Two-photon lithography uses a process in which a volume of resin is briefly illuminated from multiple directions in a way that allows a focal point in 3D space to receive more photons than the surrounding area, hence the term “two-photon”. When the energy received at a point is sufficient, the resin solidifies. By moving this focal point around in the 3D space of the resin, an object can be formed.
The catch here is that the size of the focal point is incredibly small because it’s effectively delivered with a scanning electron microscope operating in reverse. This allows the two-photon process to successfully 3D print very tiny objects.
Thus the researchers had their platform for producing a series of designs that would be tested for swimming effectiveness.
3D Printed Microswimmers
In their paper, “Catalytically propelled 3D printed colloidal microswimmers”, they explain the project:
“We establish the flexibility of 3D printing by two-photon polymerisation to produce particles smaller than 10 microns with a high-degree of shape complexity. We further demonstrate that 3D printing allows control over the location of the active site through orienting the particles in different directions during printing. We verify that particles behave colloidally by imaging their motion in the passive and active states and by investigating their mean square displacement. In addition, we find that particles exhibit shape-dependant behavior, thereby demonstrating the potential of our method to launch a wide-range of in-depth studies into shape-dependent active motion and behaviour.”
An interesting variation on their 3D printing process involved coating the prints:
“After drying, the structures were coated with a catalytically active 5 nm layer of Pt/Pd (80 : 20) using a Cressington 208HR sputter-coater. The sample was rotated during deposition to improve homogeneity of the resulting layer. After sputter-coating, excess Pt/Pd was removed from the substrate with a cotton bud without disturbing the printed structures.”
Coatings can offer a variety of functions, including protecting the living body from toxic resin materials or providing a means for propulsion through magnetism, for example.

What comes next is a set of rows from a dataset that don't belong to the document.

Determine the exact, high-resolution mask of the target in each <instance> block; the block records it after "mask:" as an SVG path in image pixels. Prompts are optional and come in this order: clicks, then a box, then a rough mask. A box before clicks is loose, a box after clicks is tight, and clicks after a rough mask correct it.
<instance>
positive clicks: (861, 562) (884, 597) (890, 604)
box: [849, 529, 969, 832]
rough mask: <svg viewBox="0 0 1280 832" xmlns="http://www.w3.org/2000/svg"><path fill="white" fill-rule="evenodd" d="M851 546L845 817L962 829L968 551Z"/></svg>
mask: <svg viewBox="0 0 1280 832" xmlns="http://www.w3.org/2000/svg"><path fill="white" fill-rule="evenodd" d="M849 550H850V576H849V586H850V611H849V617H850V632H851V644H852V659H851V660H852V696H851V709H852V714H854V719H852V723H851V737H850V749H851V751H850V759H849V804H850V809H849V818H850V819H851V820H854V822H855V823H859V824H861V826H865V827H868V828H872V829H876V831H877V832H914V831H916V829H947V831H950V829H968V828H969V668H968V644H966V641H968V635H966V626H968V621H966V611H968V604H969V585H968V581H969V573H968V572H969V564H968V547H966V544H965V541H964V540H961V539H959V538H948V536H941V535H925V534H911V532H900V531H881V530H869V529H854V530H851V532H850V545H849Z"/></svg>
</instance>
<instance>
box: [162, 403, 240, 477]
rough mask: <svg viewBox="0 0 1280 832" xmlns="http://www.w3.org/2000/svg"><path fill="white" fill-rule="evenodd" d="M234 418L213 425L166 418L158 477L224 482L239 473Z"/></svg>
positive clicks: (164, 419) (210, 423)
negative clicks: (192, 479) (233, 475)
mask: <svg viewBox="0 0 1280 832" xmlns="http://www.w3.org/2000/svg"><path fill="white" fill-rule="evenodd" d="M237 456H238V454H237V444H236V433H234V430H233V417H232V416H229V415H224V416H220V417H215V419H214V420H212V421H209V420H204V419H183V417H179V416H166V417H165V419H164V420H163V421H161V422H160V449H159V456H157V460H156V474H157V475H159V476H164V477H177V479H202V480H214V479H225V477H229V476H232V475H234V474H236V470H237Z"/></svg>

The researchers produced a variety of experimental shapes to determine the viability of their use as microswimmers, and for some reason they included the famous #3DBenchy design in their set of geometries. While the Benchy is commonly used as a 3D benchmark in 3D printing at large scales, it’s amazing to see it also used in this experiment. It may be that this particular Benchy is the smallest one ever produced.
However, I have a strong suspicion its microswimming performance was somewhat poorer than the other experimental candidates.
In the end, the researchers seem to have succeeded:
“Our results demonstrate that 3D microprinting overcomes current limitations in the fabrication of active microswimmers with complex shapes and controlled patch location. It opens the door to studying and quantifying shape-dependent motion of active microswimmers, their interactions and collective behavior, but also navigation in complex environments that rely on alignment through shape-induced torques.”
This could be a very significant development, as the use of microswimmers could offer dramatic ways to improve medical therapies.